America’s Uncle Creep Weighs In Again

Alan Dershowitz, better known as “America’s Uncle Creep,” once argued 15 was a “reasonable” age of consent—because nothing says Harvard law scholar like drafting legislation for prom night. He insists it’s a constitutional issue, not a moral one, which is exactly what every guy with Epstein on speed dial would say.

CAMBRIDGE, MA – In a shocking development that surprised absolutely no one, Harvard Law’s most awkward houseguest, Alan Dershowitz — widely known as “America’s Uncle Creep” — has once again reminded the world that when it comes to the age of consent, he’s got opinions nobody asked for.

Dershowitz, whose resume already includes defending O.J., Epstein, and apparently Satan during a slow news week, previously argued in a 1997 op-ed that 15 was a “reasonable” age of consent. Because nothing says “distinguished legal mind” like trying to legislate prom night.

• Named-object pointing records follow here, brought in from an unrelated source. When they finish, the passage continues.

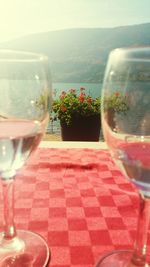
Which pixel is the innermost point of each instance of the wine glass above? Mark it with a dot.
(24, 103)
(126, 128)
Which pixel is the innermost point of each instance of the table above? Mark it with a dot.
(78, 200)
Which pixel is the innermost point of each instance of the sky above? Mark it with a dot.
(23, 17)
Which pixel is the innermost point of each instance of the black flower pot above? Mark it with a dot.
(82, 129)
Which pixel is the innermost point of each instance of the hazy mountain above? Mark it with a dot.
(80, 55)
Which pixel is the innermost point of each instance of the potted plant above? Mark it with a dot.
(79, 116)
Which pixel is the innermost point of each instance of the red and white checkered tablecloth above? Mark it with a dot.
(78, 200)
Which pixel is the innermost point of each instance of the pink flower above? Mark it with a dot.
(90, 100)
(62, 95)
(63, 108)
(72, 91)
(117, 94)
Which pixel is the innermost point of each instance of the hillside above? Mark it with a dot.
(80, 55)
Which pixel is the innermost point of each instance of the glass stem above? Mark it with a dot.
(140, 249)
(8, 195)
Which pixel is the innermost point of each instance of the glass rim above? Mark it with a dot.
(10, 55)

When asked recently about his past comments, Dershowitz doubled down, insisting that it wasn’t a moral stance, but a constitutional one — the legal equivalent of “I’m not a creep, I’m just really into technicalities.” Scholars noted this is the same argument used by every middle-aged guy in cargo shorts who insists that “technically, it’s not illegal to grill shirtless in a Chuck E. Cheese parking lot.”

“Look, it’s about constitutional consistency,” Dershowitz explained, carefully polishing his collection of signed Epstein flight logs. “If a teenager has the right to terminate a pregnancy, shouldn’t they also have the right to… well, you get it.” Unfortunately, yes Alan, we all get it, and we’d like to stop getting it immediately.

Critics have suggested Dershowitz focus on less creepy causes, such as the right to free Wi-Fi, or the constitutional protection of socks with sandals. But sources close to Dershowitz say he remains committed to being the weird uncle at America’s legal family reunion — the one you pray doesn’t corner you with a glass of sherry to talk about “bodily autonomy.”

For now, Dershowitz insists his position is “strictly academic,” which is exactly what every uncomfortable Thanksgiving dinner table says before changing the subject to football.